MILWAUKEE – Milwaukee Public Schools will freeze a supplemental pension for existing teachers effective July 1, 2013 – and end it for any teachers who join or re-join the district after that date – in a move expected to save the district $5 million in annual contributions beginning in the 2013-14 school year.
The move approved by the Milwaukee Board of School Directors last week will also reduce the district’s long-term obligations to pay for the plan by an estimated $20 million.
The change does not affect teachers’ primary Wisconsin Retirement System (WRS) pension.
The supplemental pension was created in 1982 – prior to the election of any current Board members and before the arrival of the current administration – to offset early retirement penalties in the WRS primary pension plan. Those penalties have since been significantly reduced, and in some cases, no longer exist. WRS has also since made other benefit enhancements and continues to be one of the most well-funded public pension systems in the country.
At the same time, the cost of the supplemental pension has ballooned. Unfunded legacy costs tied to the supplemental pension have doubled over the last 10 years, now standing at $133 million.

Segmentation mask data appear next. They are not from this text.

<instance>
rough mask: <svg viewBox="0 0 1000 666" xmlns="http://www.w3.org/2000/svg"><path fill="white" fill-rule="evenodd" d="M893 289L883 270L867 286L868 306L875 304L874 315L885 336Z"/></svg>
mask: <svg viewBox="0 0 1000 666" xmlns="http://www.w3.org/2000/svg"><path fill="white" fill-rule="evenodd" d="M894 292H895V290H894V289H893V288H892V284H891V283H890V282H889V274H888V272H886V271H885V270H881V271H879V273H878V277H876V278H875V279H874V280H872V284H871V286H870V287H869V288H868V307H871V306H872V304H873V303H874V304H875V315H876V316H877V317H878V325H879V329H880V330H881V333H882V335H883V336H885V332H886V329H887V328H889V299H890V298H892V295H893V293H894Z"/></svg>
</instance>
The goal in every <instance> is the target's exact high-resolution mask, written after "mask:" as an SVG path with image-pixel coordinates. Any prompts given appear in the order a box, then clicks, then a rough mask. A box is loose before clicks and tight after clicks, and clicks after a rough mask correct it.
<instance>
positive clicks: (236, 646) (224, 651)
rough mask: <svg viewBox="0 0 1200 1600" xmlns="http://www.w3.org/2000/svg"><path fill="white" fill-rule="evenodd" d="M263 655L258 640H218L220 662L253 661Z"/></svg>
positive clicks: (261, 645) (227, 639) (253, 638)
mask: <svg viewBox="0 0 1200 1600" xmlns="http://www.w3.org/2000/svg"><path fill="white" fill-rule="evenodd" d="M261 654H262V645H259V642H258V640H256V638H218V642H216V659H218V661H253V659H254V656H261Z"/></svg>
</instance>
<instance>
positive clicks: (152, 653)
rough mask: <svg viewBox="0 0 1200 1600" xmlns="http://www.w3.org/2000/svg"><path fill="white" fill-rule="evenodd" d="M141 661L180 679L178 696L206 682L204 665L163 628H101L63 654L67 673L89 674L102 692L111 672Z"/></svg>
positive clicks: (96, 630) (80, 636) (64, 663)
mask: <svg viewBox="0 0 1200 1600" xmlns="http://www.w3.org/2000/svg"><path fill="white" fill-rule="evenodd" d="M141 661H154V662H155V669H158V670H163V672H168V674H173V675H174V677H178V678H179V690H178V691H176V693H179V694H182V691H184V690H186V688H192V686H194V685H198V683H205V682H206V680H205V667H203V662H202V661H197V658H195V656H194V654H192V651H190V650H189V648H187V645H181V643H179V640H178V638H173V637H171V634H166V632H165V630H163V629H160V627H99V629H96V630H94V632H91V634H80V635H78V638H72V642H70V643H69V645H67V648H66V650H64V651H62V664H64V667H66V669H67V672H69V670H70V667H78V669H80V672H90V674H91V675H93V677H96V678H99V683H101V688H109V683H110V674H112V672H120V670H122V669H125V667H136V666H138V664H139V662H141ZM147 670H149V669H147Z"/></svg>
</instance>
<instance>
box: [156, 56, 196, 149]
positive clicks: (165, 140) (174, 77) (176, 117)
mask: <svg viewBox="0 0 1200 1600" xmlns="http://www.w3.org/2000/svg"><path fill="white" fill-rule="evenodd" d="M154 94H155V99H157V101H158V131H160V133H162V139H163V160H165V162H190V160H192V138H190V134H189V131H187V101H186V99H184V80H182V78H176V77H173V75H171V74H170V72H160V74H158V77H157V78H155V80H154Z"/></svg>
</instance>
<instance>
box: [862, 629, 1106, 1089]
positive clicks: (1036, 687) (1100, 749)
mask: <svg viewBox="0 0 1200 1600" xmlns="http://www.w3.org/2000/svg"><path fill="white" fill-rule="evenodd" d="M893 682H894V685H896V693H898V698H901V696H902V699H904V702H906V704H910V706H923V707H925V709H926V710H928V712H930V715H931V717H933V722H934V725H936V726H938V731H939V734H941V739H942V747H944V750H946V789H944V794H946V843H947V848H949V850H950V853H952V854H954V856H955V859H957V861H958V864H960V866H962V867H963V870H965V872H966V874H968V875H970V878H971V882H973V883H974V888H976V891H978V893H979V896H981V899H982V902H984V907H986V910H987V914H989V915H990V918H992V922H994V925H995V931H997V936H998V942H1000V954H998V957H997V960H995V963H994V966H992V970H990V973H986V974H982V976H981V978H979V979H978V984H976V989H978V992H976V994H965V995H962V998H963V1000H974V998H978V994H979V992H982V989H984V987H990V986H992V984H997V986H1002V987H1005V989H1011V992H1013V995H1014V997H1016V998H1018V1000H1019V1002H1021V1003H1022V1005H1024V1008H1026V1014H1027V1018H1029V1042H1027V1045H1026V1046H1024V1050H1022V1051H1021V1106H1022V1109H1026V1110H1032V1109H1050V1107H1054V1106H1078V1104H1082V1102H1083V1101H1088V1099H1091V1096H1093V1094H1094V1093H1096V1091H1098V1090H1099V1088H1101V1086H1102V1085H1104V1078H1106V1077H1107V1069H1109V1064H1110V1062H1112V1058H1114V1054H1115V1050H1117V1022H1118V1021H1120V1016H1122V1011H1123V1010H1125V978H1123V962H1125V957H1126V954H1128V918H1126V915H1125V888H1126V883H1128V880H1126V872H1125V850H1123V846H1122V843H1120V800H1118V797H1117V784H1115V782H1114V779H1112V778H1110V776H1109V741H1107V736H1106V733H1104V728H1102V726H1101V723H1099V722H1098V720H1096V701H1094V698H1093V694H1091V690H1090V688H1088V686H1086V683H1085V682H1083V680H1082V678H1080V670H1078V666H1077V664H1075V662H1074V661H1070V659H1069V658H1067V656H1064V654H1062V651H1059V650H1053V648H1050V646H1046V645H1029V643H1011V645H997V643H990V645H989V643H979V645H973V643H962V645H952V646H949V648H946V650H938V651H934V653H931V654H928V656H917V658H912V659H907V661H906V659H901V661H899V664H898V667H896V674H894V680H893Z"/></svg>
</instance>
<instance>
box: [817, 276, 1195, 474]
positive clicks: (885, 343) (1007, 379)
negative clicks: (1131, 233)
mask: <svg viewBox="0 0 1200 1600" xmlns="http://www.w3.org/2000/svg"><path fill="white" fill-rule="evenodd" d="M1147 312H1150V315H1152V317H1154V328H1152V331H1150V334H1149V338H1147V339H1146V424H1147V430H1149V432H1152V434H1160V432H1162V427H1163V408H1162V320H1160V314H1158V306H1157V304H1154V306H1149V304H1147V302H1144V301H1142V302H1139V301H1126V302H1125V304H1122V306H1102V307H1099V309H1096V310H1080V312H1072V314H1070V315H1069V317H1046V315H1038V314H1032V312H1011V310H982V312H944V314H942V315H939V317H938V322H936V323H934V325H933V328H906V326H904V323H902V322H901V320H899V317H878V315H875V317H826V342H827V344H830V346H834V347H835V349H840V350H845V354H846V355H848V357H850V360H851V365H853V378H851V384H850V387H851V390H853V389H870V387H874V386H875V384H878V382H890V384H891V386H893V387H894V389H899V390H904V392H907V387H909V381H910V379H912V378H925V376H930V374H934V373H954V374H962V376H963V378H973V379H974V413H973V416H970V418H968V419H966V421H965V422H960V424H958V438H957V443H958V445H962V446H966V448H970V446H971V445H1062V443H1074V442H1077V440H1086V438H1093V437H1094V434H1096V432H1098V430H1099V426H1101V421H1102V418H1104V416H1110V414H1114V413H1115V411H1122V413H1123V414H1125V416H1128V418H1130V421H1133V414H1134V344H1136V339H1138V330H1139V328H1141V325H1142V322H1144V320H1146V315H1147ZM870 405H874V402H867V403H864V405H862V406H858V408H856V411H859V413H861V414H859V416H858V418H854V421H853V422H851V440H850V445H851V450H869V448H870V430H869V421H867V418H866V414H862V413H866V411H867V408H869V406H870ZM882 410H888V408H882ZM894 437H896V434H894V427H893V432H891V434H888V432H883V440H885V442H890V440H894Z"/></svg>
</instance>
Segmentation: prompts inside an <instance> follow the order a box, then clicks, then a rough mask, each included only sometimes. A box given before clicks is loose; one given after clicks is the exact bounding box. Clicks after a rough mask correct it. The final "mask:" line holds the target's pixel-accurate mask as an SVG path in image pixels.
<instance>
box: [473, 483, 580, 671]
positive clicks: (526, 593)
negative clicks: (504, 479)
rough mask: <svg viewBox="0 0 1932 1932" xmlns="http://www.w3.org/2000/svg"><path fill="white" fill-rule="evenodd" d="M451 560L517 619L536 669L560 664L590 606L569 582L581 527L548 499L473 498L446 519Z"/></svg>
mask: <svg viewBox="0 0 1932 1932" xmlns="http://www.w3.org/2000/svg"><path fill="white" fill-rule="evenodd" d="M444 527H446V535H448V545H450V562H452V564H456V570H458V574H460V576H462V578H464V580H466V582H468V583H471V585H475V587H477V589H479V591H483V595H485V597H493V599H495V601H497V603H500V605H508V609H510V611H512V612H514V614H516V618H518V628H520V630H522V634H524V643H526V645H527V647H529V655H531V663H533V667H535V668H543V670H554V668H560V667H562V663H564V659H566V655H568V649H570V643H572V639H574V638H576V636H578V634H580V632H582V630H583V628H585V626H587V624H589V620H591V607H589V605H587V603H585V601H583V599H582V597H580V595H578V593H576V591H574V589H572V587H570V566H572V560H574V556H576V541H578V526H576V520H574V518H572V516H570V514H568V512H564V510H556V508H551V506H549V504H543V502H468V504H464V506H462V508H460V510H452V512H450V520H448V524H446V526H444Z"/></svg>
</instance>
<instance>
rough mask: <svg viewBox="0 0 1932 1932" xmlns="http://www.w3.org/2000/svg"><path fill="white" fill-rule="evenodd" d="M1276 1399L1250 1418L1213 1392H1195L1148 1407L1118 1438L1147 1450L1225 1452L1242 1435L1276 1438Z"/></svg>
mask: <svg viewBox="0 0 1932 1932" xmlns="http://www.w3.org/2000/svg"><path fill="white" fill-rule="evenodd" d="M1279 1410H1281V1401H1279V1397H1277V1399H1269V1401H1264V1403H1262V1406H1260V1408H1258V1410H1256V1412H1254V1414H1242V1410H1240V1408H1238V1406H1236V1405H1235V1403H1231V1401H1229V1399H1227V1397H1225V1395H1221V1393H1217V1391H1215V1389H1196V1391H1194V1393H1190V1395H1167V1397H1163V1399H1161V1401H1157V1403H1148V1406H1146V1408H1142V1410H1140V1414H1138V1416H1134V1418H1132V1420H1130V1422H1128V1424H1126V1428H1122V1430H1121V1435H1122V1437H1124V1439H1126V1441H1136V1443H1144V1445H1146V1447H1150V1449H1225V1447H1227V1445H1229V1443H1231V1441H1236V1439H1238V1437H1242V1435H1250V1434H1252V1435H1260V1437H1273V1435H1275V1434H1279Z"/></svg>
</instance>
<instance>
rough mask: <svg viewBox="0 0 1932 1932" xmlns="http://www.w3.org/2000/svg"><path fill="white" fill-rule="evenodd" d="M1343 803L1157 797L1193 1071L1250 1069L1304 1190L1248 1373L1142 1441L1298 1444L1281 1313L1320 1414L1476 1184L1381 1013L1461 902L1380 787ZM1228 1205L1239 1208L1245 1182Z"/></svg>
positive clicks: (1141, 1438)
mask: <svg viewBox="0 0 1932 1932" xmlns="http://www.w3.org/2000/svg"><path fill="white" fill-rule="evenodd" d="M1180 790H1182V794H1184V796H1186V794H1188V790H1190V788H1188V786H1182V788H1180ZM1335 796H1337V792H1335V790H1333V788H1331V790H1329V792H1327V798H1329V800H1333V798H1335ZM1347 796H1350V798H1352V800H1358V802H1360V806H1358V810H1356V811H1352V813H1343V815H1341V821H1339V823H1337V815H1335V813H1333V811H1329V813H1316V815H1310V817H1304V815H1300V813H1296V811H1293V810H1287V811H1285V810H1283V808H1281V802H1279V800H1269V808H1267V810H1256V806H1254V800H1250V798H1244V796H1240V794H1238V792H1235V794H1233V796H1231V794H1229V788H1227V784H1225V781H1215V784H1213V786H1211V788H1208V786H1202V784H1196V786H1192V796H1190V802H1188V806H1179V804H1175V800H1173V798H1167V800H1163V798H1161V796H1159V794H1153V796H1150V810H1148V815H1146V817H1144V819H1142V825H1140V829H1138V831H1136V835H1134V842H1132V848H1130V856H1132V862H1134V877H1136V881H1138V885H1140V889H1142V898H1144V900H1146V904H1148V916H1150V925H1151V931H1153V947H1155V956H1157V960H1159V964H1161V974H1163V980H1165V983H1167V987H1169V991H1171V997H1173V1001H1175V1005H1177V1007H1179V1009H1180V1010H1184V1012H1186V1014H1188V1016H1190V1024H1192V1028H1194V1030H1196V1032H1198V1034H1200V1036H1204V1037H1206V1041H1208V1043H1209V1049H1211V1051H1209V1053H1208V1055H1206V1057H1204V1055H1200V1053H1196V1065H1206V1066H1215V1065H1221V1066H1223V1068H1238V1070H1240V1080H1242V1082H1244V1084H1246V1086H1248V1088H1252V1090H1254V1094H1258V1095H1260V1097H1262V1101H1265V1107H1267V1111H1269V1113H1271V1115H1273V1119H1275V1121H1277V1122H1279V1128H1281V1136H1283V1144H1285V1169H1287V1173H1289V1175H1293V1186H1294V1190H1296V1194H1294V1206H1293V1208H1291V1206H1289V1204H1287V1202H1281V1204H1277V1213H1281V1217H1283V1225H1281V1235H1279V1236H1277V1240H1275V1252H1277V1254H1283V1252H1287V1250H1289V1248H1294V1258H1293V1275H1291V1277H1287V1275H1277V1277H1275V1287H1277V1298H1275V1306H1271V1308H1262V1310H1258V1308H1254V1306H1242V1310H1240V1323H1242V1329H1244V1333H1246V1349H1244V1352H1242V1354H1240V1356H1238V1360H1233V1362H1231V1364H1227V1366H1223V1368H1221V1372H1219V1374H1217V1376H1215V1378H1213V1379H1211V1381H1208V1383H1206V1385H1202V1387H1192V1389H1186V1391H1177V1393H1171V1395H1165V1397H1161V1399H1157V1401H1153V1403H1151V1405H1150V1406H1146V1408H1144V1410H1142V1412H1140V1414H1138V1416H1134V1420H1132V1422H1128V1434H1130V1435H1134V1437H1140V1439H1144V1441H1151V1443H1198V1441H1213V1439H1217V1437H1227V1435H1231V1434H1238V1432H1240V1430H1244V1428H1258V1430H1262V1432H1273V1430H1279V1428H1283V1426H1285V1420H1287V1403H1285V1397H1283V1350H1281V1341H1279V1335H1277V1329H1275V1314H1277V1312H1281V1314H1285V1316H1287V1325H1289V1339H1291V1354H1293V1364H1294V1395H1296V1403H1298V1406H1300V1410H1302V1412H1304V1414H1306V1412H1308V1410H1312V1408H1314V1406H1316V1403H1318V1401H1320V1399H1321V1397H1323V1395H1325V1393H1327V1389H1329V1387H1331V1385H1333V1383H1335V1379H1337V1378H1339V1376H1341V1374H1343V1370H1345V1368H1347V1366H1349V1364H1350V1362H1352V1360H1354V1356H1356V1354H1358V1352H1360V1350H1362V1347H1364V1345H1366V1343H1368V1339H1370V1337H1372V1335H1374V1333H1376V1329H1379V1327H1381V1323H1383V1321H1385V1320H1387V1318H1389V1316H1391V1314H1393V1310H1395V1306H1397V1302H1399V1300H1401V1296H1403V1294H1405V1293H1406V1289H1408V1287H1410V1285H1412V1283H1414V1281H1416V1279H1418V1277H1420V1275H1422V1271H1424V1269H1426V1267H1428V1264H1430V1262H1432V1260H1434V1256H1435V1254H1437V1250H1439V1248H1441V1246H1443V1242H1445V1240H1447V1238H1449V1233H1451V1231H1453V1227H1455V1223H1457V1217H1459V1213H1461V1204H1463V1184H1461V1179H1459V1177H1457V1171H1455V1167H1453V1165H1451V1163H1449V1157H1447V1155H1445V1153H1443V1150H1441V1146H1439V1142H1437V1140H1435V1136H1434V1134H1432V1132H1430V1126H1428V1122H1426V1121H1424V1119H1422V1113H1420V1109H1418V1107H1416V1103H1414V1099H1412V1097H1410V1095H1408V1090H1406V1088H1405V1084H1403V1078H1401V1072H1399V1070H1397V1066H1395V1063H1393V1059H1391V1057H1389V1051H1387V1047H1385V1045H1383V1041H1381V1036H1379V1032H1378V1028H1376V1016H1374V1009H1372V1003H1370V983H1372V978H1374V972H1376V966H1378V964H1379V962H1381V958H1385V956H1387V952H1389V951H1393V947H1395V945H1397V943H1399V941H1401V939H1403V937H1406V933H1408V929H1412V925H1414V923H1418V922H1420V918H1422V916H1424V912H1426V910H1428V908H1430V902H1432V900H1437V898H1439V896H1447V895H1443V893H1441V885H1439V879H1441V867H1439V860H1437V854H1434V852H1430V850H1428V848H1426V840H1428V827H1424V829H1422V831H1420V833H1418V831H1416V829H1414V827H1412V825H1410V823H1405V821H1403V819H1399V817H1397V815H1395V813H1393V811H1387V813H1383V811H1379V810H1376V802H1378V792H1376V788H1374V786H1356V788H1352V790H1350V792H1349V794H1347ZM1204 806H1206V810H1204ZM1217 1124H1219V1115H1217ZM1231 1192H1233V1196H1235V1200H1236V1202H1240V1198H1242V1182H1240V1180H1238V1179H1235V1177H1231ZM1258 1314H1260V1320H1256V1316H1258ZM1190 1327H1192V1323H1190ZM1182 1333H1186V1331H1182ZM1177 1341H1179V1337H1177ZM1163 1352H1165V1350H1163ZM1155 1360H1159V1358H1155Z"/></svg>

Teachers who already have earned benefits under the supplemental pension will not lose their earned benefits. Teachers who have already retired will not see benefits change. MPS would not be legally permitted to make such changes. The freeze also means that the supplemental teachers pension will be closed to teachers hired or rehired on or after July 1, 2013.
Ending the supplemental pension is expected to reduce that $133-million unfunded legacy cost by $20 million in the 2013-14 school year. It is also expected to reduce the district’s yearly pension contributions by an estimated $5 million starting in 2013-14.
“We value our teachers. We want to compensate them for their hard work and we want to be able to attract the best and brightest new teachers as well, but this is something that has outlived its original purpose and something we can no longer afford,” Superintendent Gregory Thornton said.
He noted that MPS has already taken significant action to ensure financial stability, including building closures, re-bidding transportation contracts and requiring employees to contribute more toward the cost of benefits as their existing contracts expire. The district will continue to explore additional measures, Dr. Thornton said.